Nova Matrix necessita de uma nova estética
É a partir do reencontro de Neo e Trinity na Matrix que Lana Wachowski inicia um denso trabalho de readequação estética do filme, pois, se a esfera digital é completamente outra coisa atualmente, era preciso então dar uma nova cara: se na primeira trilogia o cinza e o verde predominavam, agora estamos diante das luzes do sol, dessa maneira, Lana constrói um espetáculo visual neste novo capítulo.
Dialogando com cenas da primeira trilogia justamente tratar dessa passagem temporal, o roteiro também recorre a inúmeras referências teóricas e literárias para tratar da vida, do real, mas também do dilema de Albert Camus sobre: até que ponto vale viver a vida dentro de uma rotina interminável? E em que momento decidimos que é isso a vida? Esse é o dilema de Neo e Trinity.
Ambos vivem de encontros diários com terapeutas, psiquiatras e receitas para tomar cotidianamente a pílula azul, para viverem entorpecidos na realidade da Matrix.
Neo e Trinity contra os bots da extrema direita
Além de inserir a história de sua trama no universo gamer, Lana também entendeu que hoje a batalha política, por Justiça e Direitos Humanos se dá de variadas maneiras dentro das redes sociais e é aqui que o filme consegue abrir diálogo direto com aqueles que nasceram entre 1999 e 2003, quando Matrix era um culto e dava adeus aos cinemas.
Dessa maneira, Trinity e Neo são ressuscitados para combater os bots da extrema direita, mas, diferentemente da primeira trilogia, dessa vez a luta do casal não será construída a base de tiros e bombas, mas sim a partir da amizade, do amor e da esperança.
Alguns podem considerar tal opção piegas, mas diante do caos – e Trinity e Neo querem combater o caos – e de líderes que pregam o armamento massivo, Lana Wachowski percebeu que a Matrix se recriou ainda mais sofisticada nos mecanismos de controle e que dessa vez, pior do que nas outras, colocou os regimes democráticos em vias de extinção.
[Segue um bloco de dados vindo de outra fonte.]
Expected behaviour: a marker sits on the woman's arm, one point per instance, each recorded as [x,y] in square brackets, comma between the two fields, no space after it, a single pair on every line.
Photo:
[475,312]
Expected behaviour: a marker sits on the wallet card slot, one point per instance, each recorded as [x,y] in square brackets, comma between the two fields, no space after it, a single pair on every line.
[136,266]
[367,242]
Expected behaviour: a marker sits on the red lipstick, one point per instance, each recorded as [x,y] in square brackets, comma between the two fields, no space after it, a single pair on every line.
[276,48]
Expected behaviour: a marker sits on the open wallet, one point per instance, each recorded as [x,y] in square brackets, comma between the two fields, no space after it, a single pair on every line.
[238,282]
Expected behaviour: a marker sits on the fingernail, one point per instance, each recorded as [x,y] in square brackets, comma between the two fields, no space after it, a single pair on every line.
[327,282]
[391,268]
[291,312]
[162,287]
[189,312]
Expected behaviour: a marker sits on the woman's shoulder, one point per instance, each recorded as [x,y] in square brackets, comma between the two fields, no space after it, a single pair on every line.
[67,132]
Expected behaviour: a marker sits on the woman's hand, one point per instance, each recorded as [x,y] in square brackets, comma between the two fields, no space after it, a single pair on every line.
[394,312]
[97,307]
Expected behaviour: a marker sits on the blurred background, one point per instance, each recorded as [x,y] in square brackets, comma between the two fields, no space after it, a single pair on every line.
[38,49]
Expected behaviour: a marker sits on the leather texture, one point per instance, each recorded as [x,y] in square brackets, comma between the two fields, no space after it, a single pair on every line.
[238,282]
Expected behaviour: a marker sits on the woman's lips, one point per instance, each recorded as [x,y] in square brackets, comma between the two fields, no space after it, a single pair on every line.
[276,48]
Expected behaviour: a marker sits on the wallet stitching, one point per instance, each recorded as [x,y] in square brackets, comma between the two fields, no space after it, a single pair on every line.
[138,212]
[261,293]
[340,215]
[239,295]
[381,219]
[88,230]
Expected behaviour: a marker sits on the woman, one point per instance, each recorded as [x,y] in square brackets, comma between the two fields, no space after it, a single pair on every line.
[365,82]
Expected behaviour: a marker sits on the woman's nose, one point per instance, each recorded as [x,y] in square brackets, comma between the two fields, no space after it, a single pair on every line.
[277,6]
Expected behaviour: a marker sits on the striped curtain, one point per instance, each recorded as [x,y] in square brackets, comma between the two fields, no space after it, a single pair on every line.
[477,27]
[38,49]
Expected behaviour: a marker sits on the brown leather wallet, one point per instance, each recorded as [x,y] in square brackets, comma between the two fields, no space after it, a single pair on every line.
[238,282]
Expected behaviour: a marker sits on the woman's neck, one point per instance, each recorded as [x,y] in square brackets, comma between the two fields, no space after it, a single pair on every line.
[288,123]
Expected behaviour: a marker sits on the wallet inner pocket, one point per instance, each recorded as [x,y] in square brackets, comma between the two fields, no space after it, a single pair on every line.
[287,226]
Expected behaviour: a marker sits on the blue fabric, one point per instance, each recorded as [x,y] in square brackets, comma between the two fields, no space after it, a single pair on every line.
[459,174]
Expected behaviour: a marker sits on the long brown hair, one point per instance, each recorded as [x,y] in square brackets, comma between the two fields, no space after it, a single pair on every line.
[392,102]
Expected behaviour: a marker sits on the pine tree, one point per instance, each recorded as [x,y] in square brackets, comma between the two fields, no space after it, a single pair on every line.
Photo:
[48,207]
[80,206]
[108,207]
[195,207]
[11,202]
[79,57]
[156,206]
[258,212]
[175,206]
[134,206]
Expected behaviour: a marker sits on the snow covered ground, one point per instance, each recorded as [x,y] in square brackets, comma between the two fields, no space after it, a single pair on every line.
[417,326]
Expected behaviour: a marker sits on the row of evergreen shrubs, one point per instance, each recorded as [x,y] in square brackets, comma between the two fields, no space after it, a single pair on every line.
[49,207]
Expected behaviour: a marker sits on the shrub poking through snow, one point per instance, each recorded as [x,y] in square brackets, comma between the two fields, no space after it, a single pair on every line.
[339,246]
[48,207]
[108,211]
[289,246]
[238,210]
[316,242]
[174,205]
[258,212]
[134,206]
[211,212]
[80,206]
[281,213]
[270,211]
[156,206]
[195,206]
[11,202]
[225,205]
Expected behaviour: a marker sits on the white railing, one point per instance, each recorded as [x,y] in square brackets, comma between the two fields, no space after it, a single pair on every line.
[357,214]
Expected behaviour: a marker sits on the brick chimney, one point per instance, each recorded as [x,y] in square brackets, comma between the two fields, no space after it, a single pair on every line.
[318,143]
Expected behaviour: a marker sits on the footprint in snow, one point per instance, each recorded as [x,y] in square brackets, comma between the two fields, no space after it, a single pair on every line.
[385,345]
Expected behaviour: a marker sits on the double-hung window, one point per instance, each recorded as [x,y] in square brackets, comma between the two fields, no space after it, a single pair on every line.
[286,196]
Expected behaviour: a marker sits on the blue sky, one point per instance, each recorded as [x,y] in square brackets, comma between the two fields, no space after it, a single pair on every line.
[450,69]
Por fim, Matrix Ressurections não é um filme de respostas, é uma ponta trazer Neo e Trinity, mas que conseguiu ir além do seu público fiel e abrir portas de diálogo com a atual geração e deixa pistas para novos capítulos da saga… a Warner já disse: se Lana quiser, pode fazer um quinto filme. Resta aguardar e esperar, e no caso de alguns, torcer.